My Name is Asher Lev. To wrestle and become .
My Name is Asher Lev opens with these lines from the adult voice of the title’s namesake whom the reader meets as a child and watches grow up: I am an observant Jew. Yes, of course, observant Jews do not paint crucifixions. As a matter of fact, observant Jews do not paint at all–in the way that I am painting. So strong words are being written and spoken about me, myths are being generated: I am a traitor, an apostate, a self-hater, an inflictor of shame upon my family, my friends, my people; also, I am a mocker of ideas sacred to Christians, a blasphemous manipulator of modes and forms revered by Gentiles for two thousand years.  Well, I am none of those things. And yet, in all honesty, I confess that my accusers are not altogether wrong: I am indeed, in some way, all of those things. Reading these words over again after finishing the book was a powerful testament on the process of not only becoming oneself, but the complexity and pain that can accompany the journey.  

This book by Chaim Potok is the story of a boy, Asher, who is an observant Jew and an artist and his struggle to identify as each–as the story progresses, so does the tension between art/religion and tradition/individualism.  What I thought about the most while reading is that these hard questions of identity–and the confidence that one can embrace–come through struggle and leaning into, instead of running away from, tension.  Because there was so much to consider in this book (and I couldn’t bring myself to edit it down to a specific one), I ultimately decided to name some of the tensions that Asher had to face in his coming of age and identity formation, which I think are relevant and challenging to almost everyone. After all, I think coming of age is more like a lifelong coil shape rather than a plateau that one reaches. 

Being educated before taking action.
Asher’s mentor, Jacob Kahn, trains him in the history of art and tells him “Only one who has mastered a tradition has the right to attempt to add to it or to rebel against it,” (213).  His mentor is speaking about art, but this can also be interpreted for Asher through his religion. Because he has been schooled in his religious culture, as he comes of age he both adds to it and rebels against it.  Modern culture is one of instant knowledge and a desire of instant acquisition.  Slowing down to understand and develop is worth it.   

The fear in being completely honest with those around you.  
Kahn believes that Asher must show a representative of all of his work at his first show.  Asher struggles with this because he knows that people of his culture will not understand the inclusion (let alone creation) of some of his work:  “We will show the two nudes, Asher Lev. They are important to your development. We are not playing games. You will enter in truth or you will not enter at all,” (287).  Especially in the age of social media it is easy to craft, curate and control the way others view your life.  The art show becomes symbolic of opening up one’s life for public viewing, which can be painful but freeing. 
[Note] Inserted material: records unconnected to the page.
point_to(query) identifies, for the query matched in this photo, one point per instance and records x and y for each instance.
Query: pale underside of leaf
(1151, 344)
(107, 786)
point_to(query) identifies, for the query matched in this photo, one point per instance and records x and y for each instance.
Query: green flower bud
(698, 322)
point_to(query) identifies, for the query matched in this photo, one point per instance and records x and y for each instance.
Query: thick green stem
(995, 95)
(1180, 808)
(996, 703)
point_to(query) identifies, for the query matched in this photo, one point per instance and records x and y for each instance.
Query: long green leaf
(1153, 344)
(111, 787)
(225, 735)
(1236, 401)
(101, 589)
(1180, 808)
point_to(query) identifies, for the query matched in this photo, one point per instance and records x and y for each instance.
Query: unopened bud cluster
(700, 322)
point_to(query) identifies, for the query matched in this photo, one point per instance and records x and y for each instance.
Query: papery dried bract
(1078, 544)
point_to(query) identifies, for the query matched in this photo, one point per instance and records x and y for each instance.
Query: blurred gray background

Deciding whether you share or squelch what you long to say.
“Millions of people can draw. Art is whether or not there is a scream in him wanting to get out in a special way,” (212).  Asher could have remained a boy who had a sketchpad or drew nice little pictures for decoration.  But he felt too much.  It would have been easy to go to school, do his homework, his chores and create a life that was too preoccupied for his art.  But.  He chose to let the scream out.

It is always easier to stay comfortable and safe.
“It is my intention to frighten him out of his wits. I want him to go back to Brooklyn and remain a nice Jewish boy. What does he need this for, Anna?” he said (213).  For those who have ambitions of any kind, and like I wrote about a few weeks ago, there will always be other things to do to keep busy and keep you away from the work required to share your voice.

Wrestle with the truth.
“I do not sculpt and paint to make the world sacred. I sculpt and paint to give permanence to my feelings about how terrible this world really is…in art cowardice and indecision can be seen in every stroke of the brush…paint the truth or you will paint green rot,” (226).  Kahn didn’t live a life of complete darkness. There are some scenes where he is beautifully alive.  What I love about him, though, is that he let himself feel and share and question.  Watching Asher wrestle through what he believes to be real and true is refreshing to me.

Maintain a sense of self.
“It pleases me that you have chosen not to abandon things that are meaningful to you. I do not have many things that are meaningful to me. Except my doubt and my fears. And my art.” (260)  This is one of my favorite parts from Kahn.  It takes courage to to pursue an art and yet to maintain and individual sense of identity or conviction that most others in the field don’t share.

To close, I love that this book is titled My Name is Asher Lev.  Asher repeats this throughout the story in a way that seems to function as a chorus of sorts–a reminder that he is an individual with an individual story and heart and identity.  Perhaps my heart melts over this because I teach middle school and watch so many students just want to fit in, or perhaps because I don’t always get to see the outcome of the beginnings of the wrestling.  I suppose I just hope that they wrestle well and have courage and know that they can solidly land down the road.